Tokens still in flight with kid=v1 now fail verification at the Worker with 401 → frontend's refreshTokenAndResume handler refetches a new URL with kid=v2. Users see at most one stall frame.

Backend can also drop MEDIA_TOKEN_KID_V1 from any registry extension code (Stage 2 launch state has only v1, so there's nothing to drop yet; later rotations will have more kids to clean up).

Step 6 — Document the completed rotation

Update INFRASTRUCTURE_PROVISIONING_PLAN.md §1.2 with the new active kid. Add a line to the rotation log below.

Rotation log

Append to this list on each completed rotation. The point is audit trail — "when was the last rotation" is a question that comes up during incidents.

Date From To Operator Notes
(first rotation — add entry here)

On-incident rotation (compromise suspected)

Same procedure as above, with Step 4's 24h wait shortened or skipped depending on risk:

  • Confidential compromise (log dump, screenshot of env, secret in a commit that was reverted but may have been scraped): wait 5 minutes after Step 3 to let in-flight tokens expire naturally, then Step 5. Users retry once via the frontend handler.
  • Active compromise (you know an attacker is using the old secret right now): skip directly to Step 5 after Step 3. Delete v1 immediately. All in-flight tokens (legitimate AND attacker-held) become invalid at once. Users retry once; the attacker has to steal a fresh session to get a new token.

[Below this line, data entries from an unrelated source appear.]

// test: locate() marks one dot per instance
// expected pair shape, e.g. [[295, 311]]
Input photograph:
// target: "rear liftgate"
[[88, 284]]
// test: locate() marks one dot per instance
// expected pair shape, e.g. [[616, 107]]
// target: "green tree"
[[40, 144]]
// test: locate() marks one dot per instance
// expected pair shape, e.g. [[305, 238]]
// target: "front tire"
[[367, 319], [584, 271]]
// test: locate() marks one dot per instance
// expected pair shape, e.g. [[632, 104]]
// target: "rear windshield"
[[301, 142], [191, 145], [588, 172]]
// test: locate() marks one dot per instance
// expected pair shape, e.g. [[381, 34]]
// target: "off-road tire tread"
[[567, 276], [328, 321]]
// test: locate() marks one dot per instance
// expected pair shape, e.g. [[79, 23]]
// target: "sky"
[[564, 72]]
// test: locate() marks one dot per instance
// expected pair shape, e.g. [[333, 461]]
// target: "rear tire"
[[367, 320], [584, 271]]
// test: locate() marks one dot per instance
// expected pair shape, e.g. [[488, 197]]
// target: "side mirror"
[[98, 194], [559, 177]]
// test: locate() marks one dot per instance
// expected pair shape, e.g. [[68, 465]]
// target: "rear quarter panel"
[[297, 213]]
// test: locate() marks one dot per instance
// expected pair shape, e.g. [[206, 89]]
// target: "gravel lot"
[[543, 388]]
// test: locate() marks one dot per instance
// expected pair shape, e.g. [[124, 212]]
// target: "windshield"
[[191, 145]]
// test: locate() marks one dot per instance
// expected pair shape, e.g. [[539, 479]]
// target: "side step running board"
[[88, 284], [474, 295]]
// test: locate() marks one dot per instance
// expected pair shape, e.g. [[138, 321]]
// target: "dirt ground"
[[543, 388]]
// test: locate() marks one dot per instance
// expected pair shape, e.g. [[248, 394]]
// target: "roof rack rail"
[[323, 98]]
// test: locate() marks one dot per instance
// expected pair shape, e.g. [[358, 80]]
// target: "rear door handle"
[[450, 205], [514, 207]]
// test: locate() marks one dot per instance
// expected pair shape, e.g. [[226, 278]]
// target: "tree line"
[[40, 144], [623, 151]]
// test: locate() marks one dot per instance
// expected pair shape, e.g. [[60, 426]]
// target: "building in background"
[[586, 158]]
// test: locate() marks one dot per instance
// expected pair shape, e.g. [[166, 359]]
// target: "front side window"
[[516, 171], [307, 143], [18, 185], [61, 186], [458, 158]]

In either case, file an incident ticket, rotate any secrets the compromised material could have touched (SECRET_KEY for sessions, database creds, etc.), and review access logs for the blast radius.

  • cloudflare-workers.md — full deploy + routing runbook for the Worker (route patterns, dashboard-managed bindings, troubleshooting). This rotation runbook assumes the Worker is already provisioned; that doc is where to look if something's broken outside the rotation procedure.
  • R2_MEDIA_PROXY_PLAN.md — overall architecture of the Worker-fronted media proxy. This runbook is the canonical rotation procedure; the plan points back here for the actual steps.
  • backend/src/infrastructure/media_proxy/service.pyMediaTokenService with the kid → secret registry.
  • worker/src/index.ts — Worker-side registry (added in Stage 3).